Many other people are believed to be buried under rubble of destroyed buildings across the densely populated Gaza Strip, much of which is in ruins. Supplies of food, water and other essentials are running out and diseases are spreading.

At least 1,200 Israelis were killed and around 250 were taken hostage in the Hamas raid on southern Israel on October 7, according to Israeli tallies.


The war in Gaza has raised fears of conflict spreading across the Middle East, and heightened tension along Israel’s northern border with Lebanon.

Israel’s military said on Wednesday it had responded to cross-border rocket fire from Lebanon that injured seven people in northern Israel. A security source in Lebanon said Israeli strikes had already hit at least three towns in southern Lebanon, but gave no details of any damage or casualties. The Lebanese armed group Hezbollah offered no immediate comment

Turkish President Tayyip Erdogan was set to discuss the war on his first visit to Egypt in over a decade on Wednesday.

He began his visit one day after Egypt’s president met CIA Director William Burns and Qatar’s prime minister at the talks in Cairo which Egypt’s state information service said were aimed at agreeing a truce, protecting civilians and delivering more aid into Gaza.
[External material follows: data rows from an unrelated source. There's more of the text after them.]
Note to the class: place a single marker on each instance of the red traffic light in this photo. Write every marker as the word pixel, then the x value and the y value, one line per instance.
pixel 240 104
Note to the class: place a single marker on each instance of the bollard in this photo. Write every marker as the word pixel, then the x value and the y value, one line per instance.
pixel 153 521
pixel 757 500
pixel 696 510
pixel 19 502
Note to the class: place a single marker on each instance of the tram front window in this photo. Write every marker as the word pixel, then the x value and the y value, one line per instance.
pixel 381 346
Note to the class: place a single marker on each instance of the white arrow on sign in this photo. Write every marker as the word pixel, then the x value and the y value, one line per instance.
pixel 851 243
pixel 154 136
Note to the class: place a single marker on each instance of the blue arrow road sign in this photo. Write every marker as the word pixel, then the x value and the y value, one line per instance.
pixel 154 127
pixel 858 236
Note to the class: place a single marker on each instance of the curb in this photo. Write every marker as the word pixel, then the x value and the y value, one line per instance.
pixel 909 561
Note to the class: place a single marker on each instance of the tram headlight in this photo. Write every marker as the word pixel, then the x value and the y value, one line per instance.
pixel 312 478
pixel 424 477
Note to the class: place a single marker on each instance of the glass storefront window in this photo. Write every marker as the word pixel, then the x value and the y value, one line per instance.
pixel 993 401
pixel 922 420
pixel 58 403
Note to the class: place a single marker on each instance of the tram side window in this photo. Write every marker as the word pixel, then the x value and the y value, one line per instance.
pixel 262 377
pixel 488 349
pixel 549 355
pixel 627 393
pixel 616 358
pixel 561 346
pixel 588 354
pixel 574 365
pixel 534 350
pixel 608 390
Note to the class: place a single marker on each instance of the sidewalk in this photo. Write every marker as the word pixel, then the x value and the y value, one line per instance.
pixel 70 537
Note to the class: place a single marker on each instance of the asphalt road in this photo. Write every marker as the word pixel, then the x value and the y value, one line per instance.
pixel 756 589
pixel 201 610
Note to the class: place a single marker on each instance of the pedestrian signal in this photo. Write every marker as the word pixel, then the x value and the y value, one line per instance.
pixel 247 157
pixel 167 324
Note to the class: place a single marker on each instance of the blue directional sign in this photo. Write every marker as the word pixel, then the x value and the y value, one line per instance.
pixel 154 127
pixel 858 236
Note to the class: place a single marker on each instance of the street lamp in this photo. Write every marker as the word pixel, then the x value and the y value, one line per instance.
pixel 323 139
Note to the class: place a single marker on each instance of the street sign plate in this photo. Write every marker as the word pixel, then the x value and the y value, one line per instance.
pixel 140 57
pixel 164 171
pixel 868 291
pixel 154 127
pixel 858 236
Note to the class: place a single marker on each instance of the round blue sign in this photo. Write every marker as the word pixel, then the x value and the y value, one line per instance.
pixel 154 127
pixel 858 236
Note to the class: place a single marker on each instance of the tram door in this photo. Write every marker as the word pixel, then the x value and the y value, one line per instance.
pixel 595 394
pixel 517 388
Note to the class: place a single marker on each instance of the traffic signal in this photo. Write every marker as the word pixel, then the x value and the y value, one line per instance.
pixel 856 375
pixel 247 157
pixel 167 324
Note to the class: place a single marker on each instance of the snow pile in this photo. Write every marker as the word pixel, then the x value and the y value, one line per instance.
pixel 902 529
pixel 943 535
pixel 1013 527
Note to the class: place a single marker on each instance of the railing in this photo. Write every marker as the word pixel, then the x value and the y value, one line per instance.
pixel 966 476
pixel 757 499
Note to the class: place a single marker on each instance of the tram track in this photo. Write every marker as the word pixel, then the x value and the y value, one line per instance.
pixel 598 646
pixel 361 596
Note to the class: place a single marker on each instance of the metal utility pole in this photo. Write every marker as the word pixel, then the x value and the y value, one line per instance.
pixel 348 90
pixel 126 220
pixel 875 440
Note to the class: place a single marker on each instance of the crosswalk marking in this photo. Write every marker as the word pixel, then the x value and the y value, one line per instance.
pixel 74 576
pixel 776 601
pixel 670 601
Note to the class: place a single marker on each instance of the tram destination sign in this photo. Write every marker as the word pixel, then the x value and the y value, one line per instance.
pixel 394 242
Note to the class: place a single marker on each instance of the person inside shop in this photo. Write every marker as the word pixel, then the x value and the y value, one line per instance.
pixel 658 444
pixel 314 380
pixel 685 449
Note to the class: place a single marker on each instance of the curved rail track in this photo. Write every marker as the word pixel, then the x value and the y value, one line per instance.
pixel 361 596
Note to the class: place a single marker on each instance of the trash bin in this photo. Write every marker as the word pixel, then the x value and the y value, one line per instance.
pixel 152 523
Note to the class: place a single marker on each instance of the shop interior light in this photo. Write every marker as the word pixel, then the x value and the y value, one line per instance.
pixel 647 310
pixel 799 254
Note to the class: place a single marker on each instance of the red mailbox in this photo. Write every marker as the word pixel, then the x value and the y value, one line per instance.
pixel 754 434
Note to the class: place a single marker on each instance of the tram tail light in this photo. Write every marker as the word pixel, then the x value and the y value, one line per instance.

It said in a statement that there was a “keenness to continue consultation and co-ordination” on the main issues, indicating that no breakthrough was made.

The statement made no mention of Israel. The Israeli delegation left Cairo for home, a Reuters reporter said. Netanyahu’s office did not respond to a request for comment.

A source briefed on the talks described them as “good” and said the sides had agreed to continue them, but declined to say where or when.

A Palestinian official said Egypt and Qatar would continue talking to the warring sides separately and urged Israel to soften its stance.

Israel has vowed to fight on until it eradicates Hamas and has made the return of the last hostages a priority. Hamas says Israel must commit to ending the war and withdrawing from Gaza.